My relationship with fear this week has been... complicated. For months, I was frequently using the above quote about fear and breath to energize myself when I was feeling afraid. Indeed, fear and excitement feel so similar sometimes, especially in the midst of all the unknowns of my new environment, and the quote inspired me almost daily.
Then, I had a severe asthma attack. At the moment, the above quote seems kind of stupid to me. Not breathing is not exciting. Asthma attacks are not exciting. Just scary, and for good reason. I hadn’t had one in a very long time, so I didn’t really even remember what it was like. I was afraid. I’m still somewhat afraid, even though my breathing is much improved.
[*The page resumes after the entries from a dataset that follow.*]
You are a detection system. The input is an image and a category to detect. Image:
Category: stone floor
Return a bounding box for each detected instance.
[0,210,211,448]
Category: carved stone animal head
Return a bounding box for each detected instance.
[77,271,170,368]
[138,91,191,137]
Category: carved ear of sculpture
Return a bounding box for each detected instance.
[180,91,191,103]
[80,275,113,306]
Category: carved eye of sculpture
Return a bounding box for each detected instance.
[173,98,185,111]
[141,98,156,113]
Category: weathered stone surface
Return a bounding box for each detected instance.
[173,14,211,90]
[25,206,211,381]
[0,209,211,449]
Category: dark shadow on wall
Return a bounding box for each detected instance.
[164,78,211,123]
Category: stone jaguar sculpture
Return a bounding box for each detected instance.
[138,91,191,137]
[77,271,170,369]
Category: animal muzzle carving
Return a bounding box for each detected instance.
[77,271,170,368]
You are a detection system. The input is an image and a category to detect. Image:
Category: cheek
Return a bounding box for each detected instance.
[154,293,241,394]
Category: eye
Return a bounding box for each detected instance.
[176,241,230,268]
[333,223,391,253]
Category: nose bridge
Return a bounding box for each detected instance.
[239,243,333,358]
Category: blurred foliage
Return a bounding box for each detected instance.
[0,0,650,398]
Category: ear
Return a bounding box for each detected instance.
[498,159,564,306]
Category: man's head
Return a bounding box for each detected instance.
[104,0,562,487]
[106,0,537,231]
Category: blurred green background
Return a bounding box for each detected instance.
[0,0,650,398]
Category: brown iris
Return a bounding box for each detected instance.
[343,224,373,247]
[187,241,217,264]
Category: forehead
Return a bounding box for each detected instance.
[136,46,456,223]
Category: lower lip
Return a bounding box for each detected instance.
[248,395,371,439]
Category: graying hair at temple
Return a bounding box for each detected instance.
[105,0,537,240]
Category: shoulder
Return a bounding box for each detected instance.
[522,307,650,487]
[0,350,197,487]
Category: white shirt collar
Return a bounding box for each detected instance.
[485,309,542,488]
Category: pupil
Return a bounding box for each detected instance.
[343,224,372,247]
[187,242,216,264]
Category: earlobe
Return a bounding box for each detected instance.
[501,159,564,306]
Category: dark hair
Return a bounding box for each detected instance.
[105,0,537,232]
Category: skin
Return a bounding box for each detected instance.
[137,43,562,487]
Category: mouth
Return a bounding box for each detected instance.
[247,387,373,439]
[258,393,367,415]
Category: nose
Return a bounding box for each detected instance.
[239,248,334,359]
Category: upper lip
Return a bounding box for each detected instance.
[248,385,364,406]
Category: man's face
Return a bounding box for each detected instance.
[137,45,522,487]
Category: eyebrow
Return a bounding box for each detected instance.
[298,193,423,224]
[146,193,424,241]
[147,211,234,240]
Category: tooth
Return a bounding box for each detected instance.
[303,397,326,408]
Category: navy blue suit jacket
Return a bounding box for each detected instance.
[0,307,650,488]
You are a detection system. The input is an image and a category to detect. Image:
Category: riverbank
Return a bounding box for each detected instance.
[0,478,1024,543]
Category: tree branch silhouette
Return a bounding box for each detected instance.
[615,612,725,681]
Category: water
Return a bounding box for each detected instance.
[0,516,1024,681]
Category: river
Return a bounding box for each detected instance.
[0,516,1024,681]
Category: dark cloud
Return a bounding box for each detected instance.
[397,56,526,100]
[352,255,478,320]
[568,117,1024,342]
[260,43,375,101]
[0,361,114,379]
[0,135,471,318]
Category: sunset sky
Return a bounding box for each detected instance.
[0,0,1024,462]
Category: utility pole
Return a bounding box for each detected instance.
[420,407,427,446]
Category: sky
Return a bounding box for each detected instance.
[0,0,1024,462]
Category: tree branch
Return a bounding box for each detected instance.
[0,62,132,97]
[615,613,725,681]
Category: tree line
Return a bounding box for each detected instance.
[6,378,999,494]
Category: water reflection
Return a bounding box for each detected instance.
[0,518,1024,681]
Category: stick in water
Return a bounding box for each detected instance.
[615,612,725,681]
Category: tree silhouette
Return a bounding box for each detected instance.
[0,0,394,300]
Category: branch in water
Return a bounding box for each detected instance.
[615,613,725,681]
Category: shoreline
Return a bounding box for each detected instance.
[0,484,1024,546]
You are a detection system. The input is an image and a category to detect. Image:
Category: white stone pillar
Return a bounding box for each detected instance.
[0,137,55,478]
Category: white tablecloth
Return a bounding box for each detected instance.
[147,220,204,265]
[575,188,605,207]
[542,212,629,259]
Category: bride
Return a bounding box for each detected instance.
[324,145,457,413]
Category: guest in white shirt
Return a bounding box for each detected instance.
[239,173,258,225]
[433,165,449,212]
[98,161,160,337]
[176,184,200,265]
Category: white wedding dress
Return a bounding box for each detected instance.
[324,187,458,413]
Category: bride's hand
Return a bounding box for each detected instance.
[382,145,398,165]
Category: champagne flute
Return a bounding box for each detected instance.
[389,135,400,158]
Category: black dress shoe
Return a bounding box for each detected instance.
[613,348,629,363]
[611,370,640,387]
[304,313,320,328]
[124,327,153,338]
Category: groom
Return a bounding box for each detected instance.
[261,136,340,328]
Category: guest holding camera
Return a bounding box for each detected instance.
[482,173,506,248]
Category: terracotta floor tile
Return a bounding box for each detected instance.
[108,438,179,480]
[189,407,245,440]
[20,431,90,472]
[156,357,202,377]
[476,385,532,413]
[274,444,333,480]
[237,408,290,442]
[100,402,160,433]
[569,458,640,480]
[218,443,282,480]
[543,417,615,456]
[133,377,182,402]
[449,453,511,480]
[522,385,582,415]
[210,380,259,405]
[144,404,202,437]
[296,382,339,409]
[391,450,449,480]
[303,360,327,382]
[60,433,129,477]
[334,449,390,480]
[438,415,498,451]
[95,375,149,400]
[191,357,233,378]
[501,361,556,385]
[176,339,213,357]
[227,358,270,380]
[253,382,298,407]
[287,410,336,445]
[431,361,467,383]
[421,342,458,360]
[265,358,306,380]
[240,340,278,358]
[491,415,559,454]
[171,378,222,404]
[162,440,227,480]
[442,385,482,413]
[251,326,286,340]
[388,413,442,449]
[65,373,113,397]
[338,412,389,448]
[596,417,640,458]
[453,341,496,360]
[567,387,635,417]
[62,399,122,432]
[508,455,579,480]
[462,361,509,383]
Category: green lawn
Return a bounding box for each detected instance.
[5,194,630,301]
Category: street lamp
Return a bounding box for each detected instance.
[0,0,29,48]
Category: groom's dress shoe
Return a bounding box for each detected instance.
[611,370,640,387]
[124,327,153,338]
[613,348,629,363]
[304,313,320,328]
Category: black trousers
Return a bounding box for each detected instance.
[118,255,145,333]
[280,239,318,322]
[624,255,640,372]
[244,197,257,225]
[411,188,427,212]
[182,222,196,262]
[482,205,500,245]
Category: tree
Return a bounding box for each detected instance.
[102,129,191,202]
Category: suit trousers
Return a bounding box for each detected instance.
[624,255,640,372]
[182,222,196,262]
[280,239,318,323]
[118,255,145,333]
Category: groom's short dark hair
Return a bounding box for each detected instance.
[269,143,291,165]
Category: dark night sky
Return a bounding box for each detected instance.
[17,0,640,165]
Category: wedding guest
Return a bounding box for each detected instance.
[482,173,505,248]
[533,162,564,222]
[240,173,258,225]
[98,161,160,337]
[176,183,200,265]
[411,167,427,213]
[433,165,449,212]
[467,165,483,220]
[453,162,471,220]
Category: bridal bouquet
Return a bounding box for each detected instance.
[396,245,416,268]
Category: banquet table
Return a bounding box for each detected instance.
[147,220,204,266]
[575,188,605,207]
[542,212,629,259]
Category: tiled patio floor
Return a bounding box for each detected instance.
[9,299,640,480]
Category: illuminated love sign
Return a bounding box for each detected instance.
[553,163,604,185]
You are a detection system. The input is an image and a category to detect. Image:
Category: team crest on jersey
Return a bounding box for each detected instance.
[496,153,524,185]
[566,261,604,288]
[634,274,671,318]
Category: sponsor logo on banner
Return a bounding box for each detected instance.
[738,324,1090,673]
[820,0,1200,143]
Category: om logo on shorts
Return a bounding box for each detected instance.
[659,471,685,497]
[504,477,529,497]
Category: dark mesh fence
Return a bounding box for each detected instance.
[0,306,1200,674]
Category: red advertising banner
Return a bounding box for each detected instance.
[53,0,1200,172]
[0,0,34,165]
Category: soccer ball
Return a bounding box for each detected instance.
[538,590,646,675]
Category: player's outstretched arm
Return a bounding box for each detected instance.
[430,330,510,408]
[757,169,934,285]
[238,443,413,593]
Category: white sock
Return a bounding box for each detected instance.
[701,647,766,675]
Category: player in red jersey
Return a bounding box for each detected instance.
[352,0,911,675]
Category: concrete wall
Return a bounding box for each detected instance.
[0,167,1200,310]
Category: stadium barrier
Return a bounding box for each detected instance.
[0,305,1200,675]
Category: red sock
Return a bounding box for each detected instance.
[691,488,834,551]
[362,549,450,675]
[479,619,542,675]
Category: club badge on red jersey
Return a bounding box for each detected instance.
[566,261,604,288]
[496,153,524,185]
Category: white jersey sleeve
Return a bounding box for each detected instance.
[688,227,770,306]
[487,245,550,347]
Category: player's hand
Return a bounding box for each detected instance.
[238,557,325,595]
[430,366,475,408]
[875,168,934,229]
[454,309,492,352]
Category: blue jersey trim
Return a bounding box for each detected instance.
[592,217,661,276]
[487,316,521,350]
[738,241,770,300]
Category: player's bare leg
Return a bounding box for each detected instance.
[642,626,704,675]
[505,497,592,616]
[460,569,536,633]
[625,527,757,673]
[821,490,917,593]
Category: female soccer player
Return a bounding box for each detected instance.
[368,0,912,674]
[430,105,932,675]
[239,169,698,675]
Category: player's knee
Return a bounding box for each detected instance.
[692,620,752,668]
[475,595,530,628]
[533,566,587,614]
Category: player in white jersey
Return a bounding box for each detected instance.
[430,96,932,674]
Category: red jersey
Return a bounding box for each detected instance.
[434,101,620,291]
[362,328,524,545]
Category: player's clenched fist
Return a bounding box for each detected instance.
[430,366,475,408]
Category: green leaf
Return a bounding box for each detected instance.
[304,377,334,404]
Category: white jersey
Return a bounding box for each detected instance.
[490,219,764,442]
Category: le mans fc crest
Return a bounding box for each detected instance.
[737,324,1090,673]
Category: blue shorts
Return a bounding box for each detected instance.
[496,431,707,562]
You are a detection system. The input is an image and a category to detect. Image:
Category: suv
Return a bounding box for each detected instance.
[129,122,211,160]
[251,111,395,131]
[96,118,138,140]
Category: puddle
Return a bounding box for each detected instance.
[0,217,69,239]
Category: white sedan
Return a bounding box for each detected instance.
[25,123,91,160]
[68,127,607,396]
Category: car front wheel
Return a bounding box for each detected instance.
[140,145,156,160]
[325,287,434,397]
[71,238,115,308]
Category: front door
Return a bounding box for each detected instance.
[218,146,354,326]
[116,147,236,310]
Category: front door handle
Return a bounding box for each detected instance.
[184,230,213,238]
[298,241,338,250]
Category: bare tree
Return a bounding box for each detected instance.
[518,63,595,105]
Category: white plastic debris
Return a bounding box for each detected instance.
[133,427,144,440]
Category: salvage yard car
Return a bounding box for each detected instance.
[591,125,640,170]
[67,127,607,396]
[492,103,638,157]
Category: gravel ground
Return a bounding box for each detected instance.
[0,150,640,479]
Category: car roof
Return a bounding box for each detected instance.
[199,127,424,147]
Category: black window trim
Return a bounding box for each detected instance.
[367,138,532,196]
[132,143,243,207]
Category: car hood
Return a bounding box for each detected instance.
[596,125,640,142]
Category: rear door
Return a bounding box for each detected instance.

However, I have plenty of reasons to feel afraid every day (don’t we all?), and I need some positive self-talk to get through it. Even my meditation doesn’t work right now, since it’s mostly based on “take a deep breath...” which causes me to immediately start hacking and coughing. Not very centering and calming.
So I found a new quote:
Fear is Excitement in Need of an Attitude Adjustment – Unknown
But sometimes (like now) that fear starts creeping into other areas of my life, where it is not supporting my health, and just gets in the way. That annoys me, and keeps me from living my life to the fullest. I tend to respond fear in one or more of the following ways:
1) “Freak Out” about it
2) Get Angry at it
3) Experience it Mindfully
4) Ignore it
5) Face it
6) Hide from it
7) Share it
8) Distract myself from it
The key is that I apply the above consciously, and will often give myself a time limit. Recent example: “I am afraid to have this difficult conversation with my friend. However, I have to talk to her about the issue... but right now I’m too overwhelmed to do it. I am going to read my book for one hour and distract myself. After that, I will let myself be anxious about it for a while, say, thirty minutes, and then I’ll face it (talk to her) after that.” And that’s exactly what I did. The friend-conversation mentioned above turned out great, and I feel much better for having faced that particular fear.
PS: I did not do my usual “travelogue” style blog this week because I didn’t really do much. I missed a couple days of school because I was feeling so sick, and haven’t been out of bed that much since then. I feel better now though, and am getting better every day.
PPS: I really wanted to include Frank Herbert's Fear Litany from Dune in this post, but I just couldn't figure out where or how. "I must not Fear. Fear is the Mind-Killer..." I never use it myself, as it's too negative, but thinking about it does create fun memories and associations.